I do like to choose very pale backgrounds – light shades of yellow or orange give a nice cream effect just removing the saturation of pure #FFFFFF white (and light blues/greys a similar effect with a cooler rather than warmer tone). But I’ve done a few sport-related visualisations where I’ve gravitated to a light green grass-themed background without thinking, whether it be golf, football or cricket. I’m not sure it adds anything or is necessary though. And recent Makeover Monday submissions are often themed around one particular country – in these cases we see many submissions where colour schemes go straight to national flag colours. Bright reds, golds and whites for Germany, or bright orange colours for Dutch-themed visualisations. To me it seems predictable or cliché – but it would be unfair of me to call out any particular examples. I’m guilty of it myself, having gone straight for a green-and-gold themed dashboard for an earlier Australia-related example earlier this year:
I have learned one snippet of advice the hard way: if you are planning graphical wizardry or anything that involves overlaying transparent layers, be they images or graphs, there are only two colours that work perfectly, particularly when using Tableau. Black, or white. This I found to my cost in my recent safari-themed rhino viz. Black on black is black, and white on white is white. But light brown on light brown is darker brown – trying to align different shades of a non-monochrome colour is very difficult! Want to know why the likes of the Data Duo or Jonni Walker are among the best out there in their graphic style dashboards? Two words: black backgrounds. OK, two more words: incredible talent, but you get my point.

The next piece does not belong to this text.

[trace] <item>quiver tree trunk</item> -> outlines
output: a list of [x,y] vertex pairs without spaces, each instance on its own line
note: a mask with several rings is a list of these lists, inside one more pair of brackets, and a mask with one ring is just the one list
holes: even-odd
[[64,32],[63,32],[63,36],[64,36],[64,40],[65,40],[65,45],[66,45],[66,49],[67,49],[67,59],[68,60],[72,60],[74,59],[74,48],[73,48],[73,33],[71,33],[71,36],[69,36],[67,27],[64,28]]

My dilemma started from the fact that I’d chosen a wide ranging “rainbow” palette for my circle marks. On recollection, I wanted the colours to have more of a sequential feel to them, since they were to reflect each round of the Wimbledon tournament. I moved away from my initial choice and on to the coloured scale below. Having made that choice, I opted for a darker background, since I prefer the contrast here to the contrast you would get with a pale background. But that’s no reflection on the advice I was given, since I moved the goalposts myself! I did agree that a charcoal looked better than a more intense black in this instance.
So I didn’t get my definitive answer in the end. I’d say the answer is “it depends” but if you know and follow the same famous Tableau evangelists that I do, one in particular, you’ll have heard that answer many times already. What I did get was a range of considered opinions and well thought out responses from my peers in the community. Much better!